Clinical Studies Experience
Because clinical studies are conducted under widely varying conditions, adverse reaction rates observed in the clinical studies of a drug cannot be directly compared to rates in the clinical studies of another drug and may not reflect the rates observed in practice.
The rates of adverse reactions below were derived from two randomized, multi-center, vehicle-controlled clinical trials and one open-label study in subjects with head lice infestation.
Skin, scalp, and ocular irritation were monitored in the clinical trials. All subjects were queried about the presence of skin and scalp symptoms; the results are presented in Table 2.

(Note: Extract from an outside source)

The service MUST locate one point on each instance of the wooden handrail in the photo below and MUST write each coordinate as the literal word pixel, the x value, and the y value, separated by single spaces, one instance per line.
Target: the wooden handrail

Table 2: Monitored Adverse Reactions - Application Site Symptoms
|Application site Irritation||2% (11/478)||1% (2/336)|
|Application site anesthesia & hypoesthesia||2% (10/478)||0% (0/336)|
|Pain||1% (5/478)||0% (1/336)|
The subset of subjects who did not have pruritus, erythema, edema or pyoderma of skin and scalp, or ocular irritation prior to treatment were assessed for these signs and symptoms after treatment; the results are presented in Table 3.
Table 3: Monitored Adverse Reactions -Pruritus, Erythema, Pyoderma and Ocular Irritation with Onset After Treatment
|Pruritus||12% (14/116)||4% (3/67)|
|Erythema||10% (32/309)||9% (19/217)|
|Pyoderma||7% (22/308)||4% (10/230)|
|Ocular irritation||6% (26/428)||1% (3/313)|
Other less common reactions (less than 1% but more than 0.1%) were, in decreasing order of incidence: application site dryness, application site excoriation, paraesthesia, application site dermatitis, excoriation, thermal burn, dandruff, erythema, rash, and skin exfoliation.